One of those persons, whom I think historians and Christians alike have not paid enough attention to, was a man named John Woolman. (I’m guessing you’ve never heard of him unless you are a Malone University alum who remembers Woolman dorm. Even then, the name might not have even meant anything to you. Sigh.)
Woolman was a Friend (Quaker) from New Jersey who became convinced that he needed to do what he could to convince others to give up slavery.
So, if you were John Woolman with this crazy idea, how would you do it? Would you debate slaveholders and convince them through evidence and the superior power of your reasoning that they were wrong?
No. And here is bad news for those of us who love to post on Facebook. Or, (ahem), write blogs. Argument and debate rarely ever change anybody’s mind. The only time argument really works is when all involved are less concerned with scoring points and more concerned with wanting to try to gain deeper understanding, which includes a willingness to consider that one might be wrong about something or other. That doesn’t happen very often.
Here is where humility comes in.
Before going out to discuss slavery, John Woolman prayed that the Lord would strengthen him and help him set aside “self-interest.” He confessed in his journal that often when he went to speak to others, he realized that he himself was guilty of desiring things for his own benefit. (Scoring points, perhaps? Greater holiness? Superior grasp of the truth?)
And then, do you know who Woolman went to talk to? Fellow Christians. Fellow Quakers, in fact. When he addressed them, he spoke of how they all needed to work together in “brotherly love.” They should all “promote the pure spirit of meekness and heavenly-mindedness.” He pointed out that they all needed to be “truly humbled as to be favored with a clear understanding of the mind of truth.”

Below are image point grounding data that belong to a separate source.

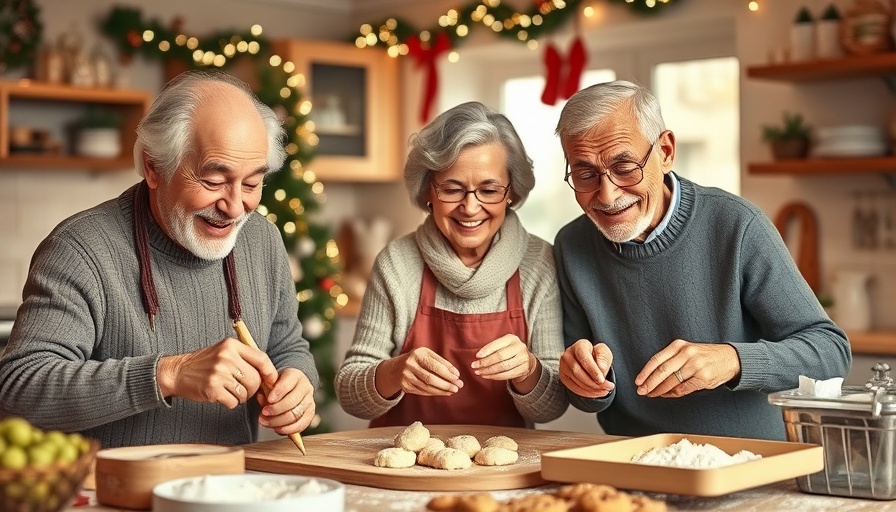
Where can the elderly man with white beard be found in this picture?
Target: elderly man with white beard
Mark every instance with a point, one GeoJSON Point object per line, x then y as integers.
{"type": "Point", "coordinates": [125, 333]}
{"type": "Point", "coordinates": [682, 307]}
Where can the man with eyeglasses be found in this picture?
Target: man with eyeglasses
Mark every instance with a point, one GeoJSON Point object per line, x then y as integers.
{"type": "Point", "coordinates": [683, 308]}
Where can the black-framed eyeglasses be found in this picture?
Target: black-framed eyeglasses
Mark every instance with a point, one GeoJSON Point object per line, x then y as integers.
{"type": "Point", "coordinates": [623, 173]}
{"type": "Point", "coordinates": [485, 194]}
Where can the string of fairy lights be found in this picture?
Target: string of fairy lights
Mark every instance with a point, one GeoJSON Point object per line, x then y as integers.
{"type": "Point", "coordinates": [457, 23]}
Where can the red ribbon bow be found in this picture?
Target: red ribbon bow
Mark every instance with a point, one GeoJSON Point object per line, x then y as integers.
{"type": "Point", "coordinates": [557, 85]}
{"type": "Point", "coordinates": [425, 56]}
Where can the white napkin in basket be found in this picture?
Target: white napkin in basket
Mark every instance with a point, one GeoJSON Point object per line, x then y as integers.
{"type": "Point", "coordinates": [829, 388]}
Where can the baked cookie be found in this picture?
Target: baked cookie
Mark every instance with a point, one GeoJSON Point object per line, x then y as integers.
{"type": "Point", "coordinates": [495, 456]}
{"type": "Point", "coordinates": [501, 442]}
{"type": "Point", "coordinates": [604, 499]}
{"type": "Point", "coordinates": [480, 502]}
{"type": "Point", "coordinates": [413, 438]}
{"type": "Point", "coordinates": [451, 458]}
{"type": "Point", "coordinates": [468, 444]}
{"type": "Point", "coordinates": [427, 456]}
{"type": "Point", "coordinates": [395, 458]}
{"type": "Point", "coordinates": [573, 492]}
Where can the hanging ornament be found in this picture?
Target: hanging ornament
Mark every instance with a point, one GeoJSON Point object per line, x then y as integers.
{"type": "Point", "coordinates": [305, 247]}
{"type": "Point", "coordinates": [295, 270]}
{"type": "Point", "coordinates": [313, 327]}
{"type": "Point", "coordinates": [20, 33]}
{"type": "Point", "coordinates": [425, 57]}
{"type": "Point", "coordinates": [563, 77]}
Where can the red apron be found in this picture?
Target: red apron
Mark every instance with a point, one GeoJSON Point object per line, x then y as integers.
{"type": "Point", "coordinates": [457, 338]}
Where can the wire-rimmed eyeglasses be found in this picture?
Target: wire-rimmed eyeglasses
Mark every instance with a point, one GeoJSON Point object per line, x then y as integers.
{"type": "Point", "coordinates": [485, 194]}
{"type": "Point", "coordinates": [623, 173]}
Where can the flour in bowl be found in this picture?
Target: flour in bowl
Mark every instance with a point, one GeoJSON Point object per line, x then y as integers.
{"type": "Point", "coordinates": [685, 454]}
{"type": "Point", "coordinates": [248, 491]}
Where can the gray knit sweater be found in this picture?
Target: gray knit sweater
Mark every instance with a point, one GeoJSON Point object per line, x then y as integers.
{"type": "Point", "coordinates": [718, 273]}
{"type": "Point", "coordinates": [393, 292]}
{"type": "Point", "coordinates": [82, 356]}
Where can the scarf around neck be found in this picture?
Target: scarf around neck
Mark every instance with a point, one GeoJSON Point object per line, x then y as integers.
{"type": "Point", "coordinates": [500, 262]}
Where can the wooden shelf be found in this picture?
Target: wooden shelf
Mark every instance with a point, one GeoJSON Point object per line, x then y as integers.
{"type": "Point", "coordinates": [822, 166]}
{"type": "Point", "coordinates": [855, 66]}
{"type": "Point", "coordinates": [129, 104]}
{"type": "Point", "coordinates": [873, 342]}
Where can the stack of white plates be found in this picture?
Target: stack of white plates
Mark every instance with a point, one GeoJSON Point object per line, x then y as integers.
{"type": "Point", "coordinates": [851, 141]}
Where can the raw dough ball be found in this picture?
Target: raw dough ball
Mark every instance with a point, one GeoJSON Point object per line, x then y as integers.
{"type": "Point", "coordinates": [427, 456]}
{"type": "Point", "coordinates": [413, 438]}
{"type": "Point", "coordinates": [468, 444]}
{"type": "Point", "coordinates": [495, 456]}
{"type": "Point", "coordinates": [502, 442]}
{"type": "Point", "coordinates": [395, 458]}
{"type": "Point", "coordinates": [435, 441]}
{"type": "Point", "coordinates": [451, 458]}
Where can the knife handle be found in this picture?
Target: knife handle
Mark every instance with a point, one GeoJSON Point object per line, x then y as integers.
{"type": "Point", "coordinates": [242, 332]}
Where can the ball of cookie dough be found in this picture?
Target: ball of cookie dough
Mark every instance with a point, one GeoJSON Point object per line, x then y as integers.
{"type": "Point", "coordinates": [451, 458]}
{"type": "Point", "coordinates": [395, 458]}
{"type": "Point", "coordinates": [502, 442]}
{"type": "Point", "coordinates": [495, 456]}
{"type": "Point", "coordinates": [413, 438]}
{"type": "Point", "coordinates": [468, 444]}
{"type": "Point", "coordinates": [427, 456]}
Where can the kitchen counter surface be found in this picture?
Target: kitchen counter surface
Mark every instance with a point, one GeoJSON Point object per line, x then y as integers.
{"type": "Point", "coordinates": [782, 496]}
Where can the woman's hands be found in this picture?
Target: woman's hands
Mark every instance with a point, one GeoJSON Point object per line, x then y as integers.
{"type": "Point", "coordinates": [508, 358]}
{"type": "Point", "coordinates": [418, 372]}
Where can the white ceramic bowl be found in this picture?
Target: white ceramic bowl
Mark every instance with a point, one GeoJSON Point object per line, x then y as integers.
{"type": "Point", "coordinates": [238, 493]}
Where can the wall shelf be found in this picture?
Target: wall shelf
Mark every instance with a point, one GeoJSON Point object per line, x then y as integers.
{"type": "Point", "coordinates": [873, 342]}
{"type": "Point", "coordinates": [129, 104]}
{"type": "Point", "coordinates": [825, 166]}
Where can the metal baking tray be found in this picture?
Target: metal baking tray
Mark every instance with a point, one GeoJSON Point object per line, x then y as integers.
{"type": "Point", "coordinates": [610, 464]}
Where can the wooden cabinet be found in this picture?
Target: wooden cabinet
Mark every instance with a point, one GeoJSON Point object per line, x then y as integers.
{"type": "Point", "coordinates": [355, 109]}
{"type": "Point", "coordinates": [24, 94]}
{"type": "Point", "coordinates": [855, 66]}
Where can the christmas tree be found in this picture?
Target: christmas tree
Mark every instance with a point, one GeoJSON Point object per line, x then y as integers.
{"type": "Point", "coordinates": [290, 196]}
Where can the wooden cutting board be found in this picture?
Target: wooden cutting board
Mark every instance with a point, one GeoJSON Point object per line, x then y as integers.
{"type": "Point", "coordinates": [348, 457]}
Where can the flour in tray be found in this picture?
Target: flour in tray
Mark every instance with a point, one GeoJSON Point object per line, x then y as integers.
{"type": "Point", "coordinates": [685, 454]}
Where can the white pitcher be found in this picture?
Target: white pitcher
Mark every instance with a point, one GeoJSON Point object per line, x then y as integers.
{"type": "Point", "coordinates": [852, 300]}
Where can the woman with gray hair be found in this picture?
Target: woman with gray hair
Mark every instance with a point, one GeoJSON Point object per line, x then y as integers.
{"type": "Point", "coordinates": [461, 320]}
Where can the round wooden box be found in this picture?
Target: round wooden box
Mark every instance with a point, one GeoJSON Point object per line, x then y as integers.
{"type": "Point", "coordinates": [125, 477]}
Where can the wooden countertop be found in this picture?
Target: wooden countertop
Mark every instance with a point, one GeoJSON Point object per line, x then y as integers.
{"type": "Point", "coordinates": [780, 496]}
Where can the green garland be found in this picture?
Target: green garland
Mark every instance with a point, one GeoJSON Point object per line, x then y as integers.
{"type": "Point", "coordinates": [20, 33]}
{"type": "Point", "coordinates": [287, 199]}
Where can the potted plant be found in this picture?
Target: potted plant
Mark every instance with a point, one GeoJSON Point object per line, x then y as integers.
{"type": "Point", "coordinates": [97, 133]}
{"type": "Point", "coordinates": [790, 139]}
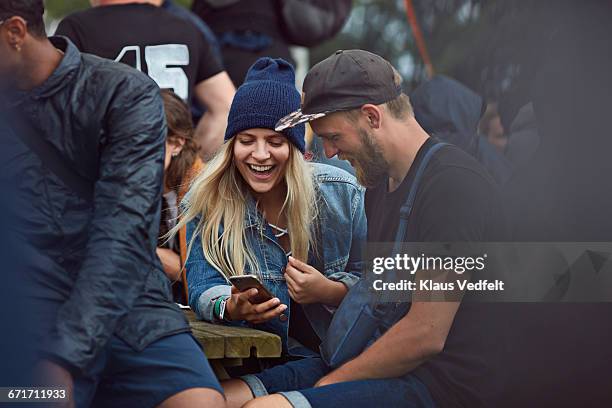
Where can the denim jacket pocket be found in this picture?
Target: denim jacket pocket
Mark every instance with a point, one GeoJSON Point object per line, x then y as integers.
{"type": "Point", "coordinates": [342, 345]}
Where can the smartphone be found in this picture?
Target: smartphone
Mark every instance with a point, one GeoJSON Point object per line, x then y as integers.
{"type": "Point", "coordinates": [246, 282]}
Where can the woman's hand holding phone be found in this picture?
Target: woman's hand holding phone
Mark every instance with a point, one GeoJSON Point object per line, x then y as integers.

And then he urged them to put aside their self-interest and consider what it is that God wants.
Hmm.
Prayer. Self-searching. Confession of one’s own selfishness. Seeking meekness. Admitting that one does not always see the truth clearly. Showing brotherly love with those one disagrees with.
Humility.
I don’t know why those of us who are Christians should be surprised by this, but I think if we were honest with ourselves we would have to admit that the most surprising thing of all is this:
It worked.
Over a period of a couple of decades, the Quakers managed to eliminate all slave-holding among themselves. Not only that, they had an incalculable influence on non-Quakers who worked against slavery: former slaves, evangelicals, William Wilberforce, and secular-minded abolitionists who followed them, just to name a few. Woolman and his Friends started the movement.
Let me point out that it was not just John Woolman who demonstrated humility. Perhaps we should give even greater credit to the Quaker slaveholders who voluntarily freed their slaves. They had to give up wealth and status to do that. And before they even reached that point, they had to give up something that we all hold on to even tighter: pride. They had to consider the suggestion that they were wrong. And then admit it.
So, yeah, there are a lot of things here we can learn for our own lives.
A place to start: on Thursday we should thank God that his grace worked through John Woolman, the other Quakers, and all the other people who were humble enough to actually admit that they were often selfish, muddled in their thinking, and did not love others as much as they should. And then that they went and did something with their chastened hearts.
We should be thankful for that. Because we have all benefited from their humility, even though we don’t really deserve it.